Giovanni Andrea Scartazzini
|Giovanni Andrea Scartazzini|
Giovanni Andrea Scartazzini
30 December 1837|
|Died||10 February 1901
|Other names||Andreas Scartazzini, Johann Andreas Scartazzini, Scartazzini|
Giovanni Andrea Scartazzini, was a Protestant pastor and Italian-Swiss literary critic, best known for having translated into German and commented upon the Divine Comedy and the life of its author, Dante Alighieri.
Son of the notary Bartolomeo di Picenoni and Clara, he was born in Bondo, Switzerland, in the canton of Graubünden, on 30 December 1837. His childhood was marked by an early passion for two books: the Bible, the essential book in every Protestant Christian family, and the Divine Comedy, which he had received as a gift from his godfather. He studied at the Institute of Evangelical Missions at Basel where he joined the liberal theological trends, completing his theological studies at Bern.
He served as a minister in several Swiss cities, including Soglio in the Valley of Bergell.
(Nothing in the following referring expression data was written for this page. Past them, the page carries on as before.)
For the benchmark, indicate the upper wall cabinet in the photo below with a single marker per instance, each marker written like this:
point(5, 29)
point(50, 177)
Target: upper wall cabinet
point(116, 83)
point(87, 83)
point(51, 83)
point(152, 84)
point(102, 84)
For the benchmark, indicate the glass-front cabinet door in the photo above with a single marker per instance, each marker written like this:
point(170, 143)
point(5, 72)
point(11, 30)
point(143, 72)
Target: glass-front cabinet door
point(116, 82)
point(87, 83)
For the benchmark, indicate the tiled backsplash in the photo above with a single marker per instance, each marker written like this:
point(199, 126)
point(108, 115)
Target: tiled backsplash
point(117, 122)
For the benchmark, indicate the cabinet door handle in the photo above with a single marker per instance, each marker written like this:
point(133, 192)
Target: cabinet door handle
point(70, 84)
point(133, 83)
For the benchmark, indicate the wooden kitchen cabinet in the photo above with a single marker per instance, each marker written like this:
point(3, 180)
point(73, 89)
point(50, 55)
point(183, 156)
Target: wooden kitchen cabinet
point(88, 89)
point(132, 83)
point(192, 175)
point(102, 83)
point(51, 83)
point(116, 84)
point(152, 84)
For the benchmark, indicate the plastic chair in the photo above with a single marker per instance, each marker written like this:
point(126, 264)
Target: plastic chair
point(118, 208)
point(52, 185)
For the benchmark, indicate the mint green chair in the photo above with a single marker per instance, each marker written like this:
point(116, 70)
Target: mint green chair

He had to give up this ministry due to his highly controversial nature and his criticism of the Reformed Church of his time, which was frontally attacked in his writings, just as he did against the critics of his work as literary scholar on Dante and the Divine Comedy.
He reached international fame due to his literary activity, which culminated in 1869 with the publication of a study about the life, the epoch, and the work of Dante Alighieri, and the subsequent publication in four volumes of Dante's Divine Comedy translated and commented by himself, in German, the first volume of which was released in 1874 and the last in 1890. This work, in an edition reviewed and expanded by Giuseppe Vandelli in Milan in 1893, still remains a fundamental text.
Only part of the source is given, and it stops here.